I’ve have just spent a lovely weekend with Amira, founder of Wanderlust Women, an organisation she set up to encourage Muslim women to adventure in nature. She came to stay on our farm for a few days with two friends, who also work with her.

On Saturday morning we left the farm at three thirty in the morning and drove to Coniston where we walked up the Old Man to a beautiful spot where we could watch the sunrise. In the heat wave we’ve been experiencing, it was wonderful to be out in the dark, cool air and slowly watch the landscape emerge. The women did their morning prayers, watched by curious Swaledales and the air began to warm.
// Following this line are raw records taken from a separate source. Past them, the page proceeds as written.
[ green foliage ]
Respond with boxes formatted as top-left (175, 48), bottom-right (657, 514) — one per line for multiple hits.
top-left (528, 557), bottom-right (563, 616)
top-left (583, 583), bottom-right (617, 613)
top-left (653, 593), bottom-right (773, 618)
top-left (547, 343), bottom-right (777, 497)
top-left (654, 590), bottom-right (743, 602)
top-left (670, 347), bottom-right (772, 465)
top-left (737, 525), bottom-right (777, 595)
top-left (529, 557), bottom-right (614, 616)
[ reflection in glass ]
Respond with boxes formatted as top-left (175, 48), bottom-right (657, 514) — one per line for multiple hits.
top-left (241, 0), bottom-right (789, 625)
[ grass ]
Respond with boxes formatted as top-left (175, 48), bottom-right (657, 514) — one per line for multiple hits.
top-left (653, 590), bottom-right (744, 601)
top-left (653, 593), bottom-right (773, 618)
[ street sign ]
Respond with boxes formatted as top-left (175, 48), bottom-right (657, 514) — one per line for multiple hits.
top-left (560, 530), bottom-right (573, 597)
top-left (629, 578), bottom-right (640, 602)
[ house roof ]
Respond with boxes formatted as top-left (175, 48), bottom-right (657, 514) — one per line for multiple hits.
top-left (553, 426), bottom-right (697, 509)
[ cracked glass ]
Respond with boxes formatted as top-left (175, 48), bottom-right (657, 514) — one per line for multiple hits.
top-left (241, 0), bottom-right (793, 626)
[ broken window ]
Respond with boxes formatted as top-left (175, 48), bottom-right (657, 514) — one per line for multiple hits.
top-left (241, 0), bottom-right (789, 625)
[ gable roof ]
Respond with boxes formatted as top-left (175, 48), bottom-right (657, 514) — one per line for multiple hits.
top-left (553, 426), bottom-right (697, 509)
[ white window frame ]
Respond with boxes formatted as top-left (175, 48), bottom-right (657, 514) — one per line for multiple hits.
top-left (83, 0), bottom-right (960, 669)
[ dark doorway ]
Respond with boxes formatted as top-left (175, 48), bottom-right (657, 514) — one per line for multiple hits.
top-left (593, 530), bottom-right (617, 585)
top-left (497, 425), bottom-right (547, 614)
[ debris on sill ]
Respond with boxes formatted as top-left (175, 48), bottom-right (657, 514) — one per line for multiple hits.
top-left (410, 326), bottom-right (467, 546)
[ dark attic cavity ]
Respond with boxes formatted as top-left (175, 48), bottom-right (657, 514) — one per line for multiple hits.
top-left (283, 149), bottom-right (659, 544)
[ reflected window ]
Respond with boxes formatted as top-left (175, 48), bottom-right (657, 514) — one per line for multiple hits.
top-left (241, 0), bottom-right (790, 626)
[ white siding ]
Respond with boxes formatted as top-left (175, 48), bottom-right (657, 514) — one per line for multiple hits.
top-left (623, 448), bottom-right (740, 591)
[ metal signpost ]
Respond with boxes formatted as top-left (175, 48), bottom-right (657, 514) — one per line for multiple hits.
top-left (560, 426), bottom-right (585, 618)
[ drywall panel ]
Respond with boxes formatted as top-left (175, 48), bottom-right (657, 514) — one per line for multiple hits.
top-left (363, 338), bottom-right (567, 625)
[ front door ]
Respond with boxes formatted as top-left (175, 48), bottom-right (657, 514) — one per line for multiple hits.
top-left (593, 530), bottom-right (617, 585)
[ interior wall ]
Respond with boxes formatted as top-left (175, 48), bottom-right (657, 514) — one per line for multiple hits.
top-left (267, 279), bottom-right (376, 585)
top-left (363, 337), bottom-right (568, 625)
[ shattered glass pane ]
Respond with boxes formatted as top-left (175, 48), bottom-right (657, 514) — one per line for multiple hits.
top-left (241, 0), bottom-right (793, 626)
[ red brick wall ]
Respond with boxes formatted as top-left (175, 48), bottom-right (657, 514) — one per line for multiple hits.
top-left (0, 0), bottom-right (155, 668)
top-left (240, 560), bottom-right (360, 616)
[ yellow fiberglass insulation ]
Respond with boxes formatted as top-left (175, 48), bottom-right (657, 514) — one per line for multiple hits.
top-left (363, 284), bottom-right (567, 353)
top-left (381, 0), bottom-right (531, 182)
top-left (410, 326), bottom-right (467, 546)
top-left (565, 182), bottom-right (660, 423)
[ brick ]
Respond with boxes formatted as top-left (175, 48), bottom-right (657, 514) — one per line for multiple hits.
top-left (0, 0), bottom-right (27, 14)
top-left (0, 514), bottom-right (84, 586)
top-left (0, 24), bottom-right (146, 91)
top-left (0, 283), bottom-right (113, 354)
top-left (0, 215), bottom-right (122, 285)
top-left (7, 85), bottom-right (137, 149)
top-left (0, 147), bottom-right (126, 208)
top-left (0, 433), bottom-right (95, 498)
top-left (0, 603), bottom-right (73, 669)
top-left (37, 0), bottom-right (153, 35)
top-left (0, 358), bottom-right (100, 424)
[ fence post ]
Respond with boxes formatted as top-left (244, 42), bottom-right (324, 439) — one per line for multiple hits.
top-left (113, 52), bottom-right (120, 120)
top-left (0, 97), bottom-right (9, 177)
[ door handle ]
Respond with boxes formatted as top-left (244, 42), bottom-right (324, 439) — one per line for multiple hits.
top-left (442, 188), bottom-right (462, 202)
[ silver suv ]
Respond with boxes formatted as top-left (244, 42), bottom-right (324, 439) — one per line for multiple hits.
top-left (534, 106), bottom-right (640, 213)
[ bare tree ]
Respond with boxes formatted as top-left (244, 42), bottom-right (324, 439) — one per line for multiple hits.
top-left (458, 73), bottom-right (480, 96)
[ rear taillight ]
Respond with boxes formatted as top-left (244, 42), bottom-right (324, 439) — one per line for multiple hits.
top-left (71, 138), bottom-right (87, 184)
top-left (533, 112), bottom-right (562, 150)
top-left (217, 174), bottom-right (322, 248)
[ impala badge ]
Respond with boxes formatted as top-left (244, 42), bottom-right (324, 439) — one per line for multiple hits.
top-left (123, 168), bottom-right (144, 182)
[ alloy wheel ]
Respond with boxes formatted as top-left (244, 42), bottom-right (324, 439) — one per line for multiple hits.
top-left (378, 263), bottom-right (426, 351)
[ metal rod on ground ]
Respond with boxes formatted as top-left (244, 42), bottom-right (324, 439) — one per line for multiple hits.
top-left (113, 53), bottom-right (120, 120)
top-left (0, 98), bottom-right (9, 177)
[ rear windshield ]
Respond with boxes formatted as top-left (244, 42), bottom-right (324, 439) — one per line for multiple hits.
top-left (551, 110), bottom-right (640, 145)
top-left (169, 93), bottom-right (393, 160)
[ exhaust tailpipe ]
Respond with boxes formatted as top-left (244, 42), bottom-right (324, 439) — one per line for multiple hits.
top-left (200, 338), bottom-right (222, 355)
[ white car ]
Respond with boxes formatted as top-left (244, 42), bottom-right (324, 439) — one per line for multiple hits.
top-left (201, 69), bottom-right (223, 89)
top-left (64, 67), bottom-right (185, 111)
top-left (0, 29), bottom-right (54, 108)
I do so little walking in the Lakes. Partly because I feel guilty doing anything unrelated to work and partly because I have a terrible sense of direction, so a solo, impromptu walk feels completely out of the question. When I lived in London I walked and cycled everywhere and swam in the local lido at least three times a week. But these spaces are contained and organised and felt safe to me.

But of course I see the potential benefits of walking in nature, with a sense of freedom and that’s something that Amira is keen to share with women, many of whom have never been for a walk in the countryside in their lives. 

The health benefits are obvious but it’s the support of other women that is a lifeline for many choosing to do an activity that is fully for themselves and for pleasure and not for work or the family. Aysha told me she hid the fact that she had started hiking from her family for a long time. When she finally told her parents, and note Aysha is a thirty-something professional, her mother said, “What kind of woman goes hiking?” 

When something as seemingly simple and wholesome as going for a walk is considered threatening, you realise that not everyone has the privilege of feeling the lakes and fells are for them. 

It’s not really to do with the religion. My father is from Pakistan too but is Christian, not Muslim, and the culture is the same. I felt really quite liberated and understood spending time with Amira, Amina and Aysha. We had a picnic by Coniston Water one evening and went for a swim. Since then, I’ve bought a wetsuit, changing robe, all the gear and have gone every day and feel so much better for it. I moved to the Lake District twelve years ago and it’s taken this long to plan and look forward to a morning swim in the lake. Something just for me.

I love what the Wanderlust Women are doing to encourage this wholehearted joy in the landscape.